Statue of suffragette Emmeline Pankhurst is being unveiled in her home city of Manchester

A maquette of Hazel Reeves' Rise Up Women Credit: Sue Anders Photography

A statue of suffragette Emmeline Pankhurst is being unveiled in her home city of Manchester.

Exactly 100 years since the first women in the UK voted in a general election, it will be the first statue of a woman unveiled in the city since Queen Victoria's in Piccadilly Gardens in 1901.

Emmeline Pankhurst was selected as the public's chosen female icon to be immortalised as a statue from a long list of 20 inspiring Mancunian females.

As well as voting for Emmeline, the public also voted for Hazel Reeves' Rise Up, Women as the winning design from a short list of six maquettes.

The unveiling is the culmination of the Our Emmeline campaign which was launched in 2014 to celebrate the significant contribution of women to Manchester.

Emmeline's great grand-daughter Helen Pankhurst had the vision this should be an occasion that sees people gather from across Greater Manchester to march to meet Our Emmeline.

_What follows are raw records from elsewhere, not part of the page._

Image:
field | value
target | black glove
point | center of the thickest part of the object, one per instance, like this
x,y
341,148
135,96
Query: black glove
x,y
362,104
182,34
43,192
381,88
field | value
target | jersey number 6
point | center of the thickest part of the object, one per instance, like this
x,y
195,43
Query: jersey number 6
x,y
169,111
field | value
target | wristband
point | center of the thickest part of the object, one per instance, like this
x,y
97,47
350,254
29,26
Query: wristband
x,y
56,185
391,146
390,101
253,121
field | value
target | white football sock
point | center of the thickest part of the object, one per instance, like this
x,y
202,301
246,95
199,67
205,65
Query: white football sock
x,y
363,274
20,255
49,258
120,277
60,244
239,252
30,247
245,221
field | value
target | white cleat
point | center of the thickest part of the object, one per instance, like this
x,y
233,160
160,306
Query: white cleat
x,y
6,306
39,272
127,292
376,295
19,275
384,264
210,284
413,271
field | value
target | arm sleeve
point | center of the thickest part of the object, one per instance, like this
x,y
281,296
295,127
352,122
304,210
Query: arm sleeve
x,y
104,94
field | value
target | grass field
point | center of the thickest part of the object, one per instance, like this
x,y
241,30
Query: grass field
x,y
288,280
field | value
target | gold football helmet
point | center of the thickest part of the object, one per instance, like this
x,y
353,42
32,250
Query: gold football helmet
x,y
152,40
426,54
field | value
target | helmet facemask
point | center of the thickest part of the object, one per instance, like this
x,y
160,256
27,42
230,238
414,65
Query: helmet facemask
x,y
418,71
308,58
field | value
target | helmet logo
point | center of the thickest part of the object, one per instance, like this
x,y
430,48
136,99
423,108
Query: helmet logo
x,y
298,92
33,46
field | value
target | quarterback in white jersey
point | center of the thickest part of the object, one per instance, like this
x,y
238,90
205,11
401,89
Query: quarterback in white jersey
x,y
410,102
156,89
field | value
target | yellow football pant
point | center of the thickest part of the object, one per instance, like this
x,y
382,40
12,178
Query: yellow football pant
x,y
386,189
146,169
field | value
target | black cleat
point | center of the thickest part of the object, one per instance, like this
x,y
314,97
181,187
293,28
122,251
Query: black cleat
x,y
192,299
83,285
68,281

Supporters will walk from the Pankhurst Centre, the former home of Emmeline Pankhurst and the birthplace of the suffragette movement, and also the People's History Museum to watch the unveiling in St Peter's Square at midday.

The statue shows the political campaigner stood on top of a chair to address people gathered to hear her words.

In Hazel Reeves' design, the meeting circle in which she is stood is symbolically orientated towards the former Free Trade Hall, where the first disruptive meetings of the suffragettes took place.